«Per l’Italia si tratta di voltare pagina rispetto al passato». Questo si legge nelle prime pagine della bozza del recovery plan del Governo italiano, che traccia le linee guida degli interventi da 200 miliardi di euro che verranno messi in campo per dare attuazione al programma «Next Generation EU». Se c’è però un tema rispetto a cui sicuramente non si volterà pagina – e, forse, non si farà nemmeno un percettibile passo in avanti – è quello della condizione di disagio abitativo di milioni di persone.

Ma andiamo con ordine. Il punto di partenza è che il sistema di assistenza pubblica alla casa in Italia, che si materializza quasi esclusivamente nell’apparato di edilizia economica e popolare, è rovinoso sotto molti punti di vista. Lo è, innanzitutto, sotto il profilo quantitativo. Il patrimonio abitativo pubblico disponibile è sufficiente a soddisfare solo un terzo del reale fabbisogno, con centinaia di migliaia di famiglie in lista d’attesa da anni (e, talvolta, da decenni).

Ciò è l’esito di un cronico disimpegno pubblico, che ha fatto sì che, in Italia, solo poco più del 4% dello stock residenziale sia oggi costituito da edilizia pubblica o convenzionata (contro il 37,7% dell’Olanda e il 20% dell’Austria). I nudi dati, da soli, non bastano però a descrivere la gravità della condizione dell’edilizia pubblica in Italia: la qualità delle abitazioni è in molti casi infima (come testimoniano i 10.000 appartamenti indisponibili a causa delle proprie disastrose condizioni fisiche); infimo è anche il contesto di molti quartieri di edilizia pubblica – luoghi periferici, monofunzionali, che concentrano disagio sociale e povertà.

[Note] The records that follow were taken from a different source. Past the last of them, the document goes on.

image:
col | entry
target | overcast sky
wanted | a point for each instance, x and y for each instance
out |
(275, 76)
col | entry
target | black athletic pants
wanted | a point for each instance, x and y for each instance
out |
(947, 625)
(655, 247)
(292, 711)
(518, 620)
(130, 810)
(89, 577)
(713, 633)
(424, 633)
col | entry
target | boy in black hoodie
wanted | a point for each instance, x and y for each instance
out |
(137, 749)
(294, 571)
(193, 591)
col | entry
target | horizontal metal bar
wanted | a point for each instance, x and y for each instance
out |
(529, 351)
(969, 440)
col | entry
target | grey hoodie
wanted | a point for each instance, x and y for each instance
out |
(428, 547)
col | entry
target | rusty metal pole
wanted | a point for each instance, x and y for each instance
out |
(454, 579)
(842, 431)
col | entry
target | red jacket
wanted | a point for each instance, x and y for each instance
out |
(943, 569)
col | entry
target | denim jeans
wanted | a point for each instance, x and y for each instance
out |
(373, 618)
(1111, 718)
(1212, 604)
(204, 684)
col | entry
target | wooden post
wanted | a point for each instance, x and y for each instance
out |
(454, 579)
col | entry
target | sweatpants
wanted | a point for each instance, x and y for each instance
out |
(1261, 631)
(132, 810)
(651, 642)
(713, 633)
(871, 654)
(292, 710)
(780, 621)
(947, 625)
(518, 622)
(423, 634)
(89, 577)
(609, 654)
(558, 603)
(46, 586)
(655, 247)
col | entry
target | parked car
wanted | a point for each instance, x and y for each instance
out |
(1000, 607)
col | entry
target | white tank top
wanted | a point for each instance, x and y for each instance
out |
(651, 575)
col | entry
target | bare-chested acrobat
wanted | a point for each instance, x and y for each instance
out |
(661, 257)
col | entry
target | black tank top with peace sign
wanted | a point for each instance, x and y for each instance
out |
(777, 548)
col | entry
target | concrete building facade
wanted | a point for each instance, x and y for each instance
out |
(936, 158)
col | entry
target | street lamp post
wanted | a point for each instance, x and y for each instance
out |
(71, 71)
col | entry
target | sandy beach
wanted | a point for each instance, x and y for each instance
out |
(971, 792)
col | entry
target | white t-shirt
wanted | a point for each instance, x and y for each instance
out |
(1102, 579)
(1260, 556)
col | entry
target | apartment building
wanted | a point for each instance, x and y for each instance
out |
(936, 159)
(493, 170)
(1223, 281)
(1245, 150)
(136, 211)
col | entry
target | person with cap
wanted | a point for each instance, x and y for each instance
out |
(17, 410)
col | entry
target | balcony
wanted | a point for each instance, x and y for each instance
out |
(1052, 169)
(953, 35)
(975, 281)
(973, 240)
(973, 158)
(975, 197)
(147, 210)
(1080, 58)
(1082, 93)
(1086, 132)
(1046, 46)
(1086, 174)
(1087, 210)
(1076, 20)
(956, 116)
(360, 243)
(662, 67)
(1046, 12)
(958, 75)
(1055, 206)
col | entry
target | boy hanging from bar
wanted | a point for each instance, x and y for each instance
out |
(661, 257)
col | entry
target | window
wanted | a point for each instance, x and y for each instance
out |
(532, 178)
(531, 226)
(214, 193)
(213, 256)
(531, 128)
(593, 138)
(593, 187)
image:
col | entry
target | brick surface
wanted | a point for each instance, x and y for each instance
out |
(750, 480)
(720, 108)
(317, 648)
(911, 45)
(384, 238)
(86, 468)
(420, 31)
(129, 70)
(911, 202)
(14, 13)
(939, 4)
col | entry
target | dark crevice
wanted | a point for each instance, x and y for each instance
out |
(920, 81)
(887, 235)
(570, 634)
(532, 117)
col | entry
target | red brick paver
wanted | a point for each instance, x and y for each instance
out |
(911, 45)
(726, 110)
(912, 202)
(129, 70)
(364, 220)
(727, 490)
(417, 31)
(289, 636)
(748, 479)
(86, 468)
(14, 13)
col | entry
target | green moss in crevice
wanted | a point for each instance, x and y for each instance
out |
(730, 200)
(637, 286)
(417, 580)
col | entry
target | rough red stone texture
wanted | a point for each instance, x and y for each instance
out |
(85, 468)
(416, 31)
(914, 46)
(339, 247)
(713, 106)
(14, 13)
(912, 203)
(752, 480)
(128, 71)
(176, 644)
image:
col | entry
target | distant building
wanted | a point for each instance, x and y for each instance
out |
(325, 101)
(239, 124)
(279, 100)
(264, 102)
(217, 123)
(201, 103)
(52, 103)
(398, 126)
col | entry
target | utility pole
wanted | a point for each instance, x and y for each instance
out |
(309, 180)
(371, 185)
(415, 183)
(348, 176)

In questo quadro di strutturale inadeguatezza dell’intervento pubblico nel contesto di una crisi abitativa grave già prima della pandemia – e destinata a degenerare nei prossimi mesi – l’attuale governo non ha fatto nulla. Né alcunché intende fare, come testimoniato dal fatto che nel recovery plan italiano non è previsto alcun significativo intervento in tema di edilizia pubblica. È vero, l’edilizia pubblica è menzionata un paio di volte. Per esempio, a un certo punto del testo del recovery plan si dichiara che «sono previsti investimenti per ampliare l’offerta di edilizia residenziale pubblica e di alloggi a canone calmierato». Si tratta però di una dichiarazione generica, non circostanziata, en passant all’interno del capitolo (a cui è dedicato solo il 2% delle risorse) su svariate questioni di vulnerabilità, inclusione sociale, sport e terzo settore.

L’edilizia pubblica viene menzionata anche nell’ambito del più corposo programma di riqualificazione energetica degli edifici, che assorbe circa il 20% delle risorse del piano. Ma una parte rilevante (probabilmente maggioritaria) delle risorse di questo capitolo sarà drenata dalla proroga del «superbonus 110%» per interventi di efficienza energetica su immobili privati. Inoltre l’asserita riqualificazione energetica degli edifici pubblici riguarda una pletora di stabili (dagli ospedali alle scuole ai tribunali), di modo che poco spazio sembra restare al patrimonio di edilizia economica e popolare.

Eppure l’occasione è ghiotta. Riqualificare e rilanciare l’edilizia pubblica è un intervento in grado al contempo di stimolare l’economia e fornire risposta a un problema sociale urgente e diffuso. Su questo sfondo, sarebbe ragionevole che le ingentissime risorse che si prevede di destinare alla ristrutturazione degli immobili privati tramite la proroga del «superbonus 110%» siano dirottare sulla riqualificazione dell’edilizia economica e popolare. L’effetto in termini di rilancio economico sarebbe analogo, ma incommensurabilmente superiore sarebbe il beneficio sociale. Questa ragionevole ipotesi è tuttavia solo una pia illusione, visto che ciò impedirebbe alle forze politiche di ammiccare, ancora una volta, al segmento – amplissimo ed elettoralmente pesantissimo – dei proprietari di casa in Italia (che costituiscono la quasi interezza della classe media).

Il dramma è che si sta per perdere un’occasione più unica che rara. Nel campo dell’edilizia pubblica, per voltare veramente pagina non bastano interventi sporadici e raffazzonati. Serve un’azione organica e di ampia portata economica, come quella possibile nell’ambito del Recovery plan. Ma ciò non sembra destinato ad avvenire. E il futuro, che all’esaurimento del piano di rilancio post-pandemico farà probabilmente seguire il ritorno a una nuova austerità, non offrirà una seconda opportunità.